Guardian of the rich
I'd like to commend PG staff writer Laura Olson on her Aug. 3 article on the business-financed American Legislative Exchange Council and several of its members, including state Rep. Daryl Metcalfe, R-Cranberry, and the way that ALEC prepackages legislation for lawmakers to introduce in Harrisburg ("Analysis Finds State Legislation Copied From D.C. Group"). The article was based on an analysis by Keystone Progress and referred to four pieces of legislation that differed only by a word or two from the ALEC "model" legislation.
One of the measures that ALEC and the Republicans seek to block is a key provision of the federal Affordable Health Care Act -- presumably because the well-heeled parties at ALEC don't want the gravy train known as soaring health insurance premiums to stop running anytime soon.
Another measure deals with that drumming conservative call for privatizing government services. Who really believes that businesses primarily interested in maximizing profits are going to do a better job of providing essential services than government employees, who work at reasonable wages and seek no profit? (Remember just a few years ago when the city's trash collection was put up for bid and the city employees put the private firms to shame?)
I can understand why wealthy Republicans who are also greedy would help elect politicians sworn to protect their burgeoning bank accounts at all costs. I cannot understand why hard-working people of modest means would ever throw their vote and their money away on a Republican guardian of the rich.
Balancing budgets on the backs of the poor only costs more
We have been hearing a lot about the need to cut our costly entitlement programs, with some saying they are wasteful, we can't afford them anymore, etc. I would like to share just what it means to balance a budget on the backs of the poor.
These are some of the highlights of Pennsylvania's 2011-2012 budget presented in the newsletter of the PA Health Law Project. Beginning this fall, Medical Assistance recipients will see drastic cuts in their benefits. The Medical Assistance Transportation Program is changing. People who drive to their appointments or pay someone to drive them will see their reimbursement cut from 40 cents to 12 cents per mile.

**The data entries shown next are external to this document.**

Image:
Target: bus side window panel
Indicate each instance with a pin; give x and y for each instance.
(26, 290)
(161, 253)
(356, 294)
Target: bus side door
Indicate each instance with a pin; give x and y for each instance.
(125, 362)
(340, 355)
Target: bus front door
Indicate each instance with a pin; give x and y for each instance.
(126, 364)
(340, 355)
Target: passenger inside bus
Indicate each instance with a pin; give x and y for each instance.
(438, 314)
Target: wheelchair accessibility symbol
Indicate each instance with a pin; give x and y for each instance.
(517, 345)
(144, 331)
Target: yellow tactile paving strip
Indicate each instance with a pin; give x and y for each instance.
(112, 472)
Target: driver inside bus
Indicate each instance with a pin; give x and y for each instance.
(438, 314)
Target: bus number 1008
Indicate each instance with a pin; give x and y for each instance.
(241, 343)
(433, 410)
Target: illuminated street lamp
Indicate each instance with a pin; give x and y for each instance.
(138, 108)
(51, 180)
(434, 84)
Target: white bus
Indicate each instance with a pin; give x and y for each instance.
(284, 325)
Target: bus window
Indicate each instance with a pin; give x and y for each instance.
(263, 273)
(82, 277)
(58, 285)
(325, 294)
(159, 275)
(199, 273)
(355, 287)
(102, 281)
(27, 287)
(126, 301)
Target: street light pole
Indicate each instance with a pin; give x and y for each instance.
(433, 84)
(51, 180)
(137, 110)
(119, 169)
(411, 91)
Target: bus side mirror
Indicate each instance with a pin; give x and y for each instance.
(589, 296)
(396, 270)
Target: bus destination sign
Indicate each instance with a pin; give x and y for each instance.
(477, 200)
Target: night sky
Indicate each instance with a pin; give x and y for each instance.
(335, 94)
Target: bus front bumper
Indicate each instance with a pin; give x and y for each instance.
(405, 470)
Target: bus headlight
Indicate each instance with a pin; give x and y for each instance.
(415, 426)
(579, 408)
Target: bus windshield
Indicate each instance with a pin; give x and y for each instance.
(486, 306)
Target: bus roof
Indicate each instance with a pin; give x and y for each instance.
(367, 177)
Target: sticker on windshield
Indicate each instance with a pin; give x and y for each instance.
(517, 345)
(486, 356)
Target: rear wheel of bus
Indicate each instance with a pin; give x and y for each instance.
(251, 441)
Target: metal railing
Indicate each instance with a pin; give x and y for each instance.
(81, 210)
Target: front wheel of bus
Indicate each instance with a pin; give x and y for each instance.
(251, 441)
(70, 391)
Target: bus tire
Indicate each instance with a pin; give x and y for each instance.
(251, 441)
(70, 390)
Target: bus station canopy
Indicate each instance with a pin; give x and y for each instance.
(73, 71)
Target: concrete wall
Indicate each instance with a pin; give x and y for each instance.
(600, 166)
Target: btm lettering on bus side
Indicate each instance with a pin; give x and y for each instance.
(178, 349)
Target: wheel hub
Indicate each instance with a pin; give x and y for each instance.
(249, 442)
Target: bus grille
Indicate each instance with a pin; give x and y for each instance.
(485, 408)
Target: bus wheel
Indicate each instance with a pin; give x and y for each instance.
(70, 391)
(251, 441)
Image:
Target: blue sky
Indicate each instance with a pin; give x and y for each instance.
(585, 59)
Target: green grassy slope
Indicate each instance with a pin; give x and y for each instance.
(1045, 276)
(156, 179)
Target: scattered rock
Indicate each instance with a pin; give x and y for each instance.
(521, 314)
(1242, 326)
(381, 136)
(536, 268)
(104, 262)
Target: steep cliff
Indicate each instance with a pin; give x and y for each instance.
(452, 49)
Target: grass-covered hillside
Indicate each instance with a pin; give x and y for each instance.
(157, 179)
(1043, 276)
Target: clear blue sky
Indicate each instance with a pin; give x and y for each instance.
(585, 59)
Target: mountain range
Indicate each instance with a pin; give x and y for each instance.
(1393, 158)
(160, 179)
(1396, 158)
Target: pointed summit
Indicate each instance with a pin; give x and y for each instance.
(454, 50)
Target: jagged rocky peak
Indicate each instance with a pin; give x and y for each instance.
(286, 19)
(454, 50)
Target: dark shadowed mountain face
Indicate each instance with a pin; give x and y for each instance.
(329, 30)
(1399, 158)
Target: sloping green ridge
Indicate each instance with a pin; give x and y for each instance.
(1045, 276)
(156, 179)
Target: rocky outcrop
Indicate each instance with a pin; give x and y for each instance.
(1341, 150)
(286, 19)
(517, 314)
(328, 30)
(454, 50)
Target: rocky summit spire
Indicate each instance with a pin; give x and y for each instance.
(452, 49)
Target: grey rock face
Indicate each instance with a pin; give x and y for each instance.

Worse, people who rely on ACCESS, the county shared ride system, will see their rides go from no cost to a $2 co-pay for each one-way trip. You may not think it is much, but think of this: Seniors ride the same system for $1.50 a ride. And if you happen to be a dialysis patient, you are making 13 round trips a month -- that's $52 just for that one aspect of your care. Remember the pie chart where folks are trying to decide between food and utilities? Now, being able to get to medical appointments will be part of the pie, too.
In addition, prescriptions will be limited to six per month beginning in January 2012. Maybe at first glance that sounds OK, but it only takes a chronic illness or two to far exceed that.
Aside from the cruel nature of these anticipated changes, I don't think it will save any money. Dialysis patients who can't afford the $4 to get to their treatments will end up needing to call 911 and go to an emergency room for a far more costly treatment. If this were to happen over and over again with many patients, it will be a self-made disaster.
By the way, will a limit be imposed on the governor or the Legislature or their staffs or families as to the number of prescriptions they may take? Aren't their benefits paid for by the taxpayers?
The writer is a nephrology social worker.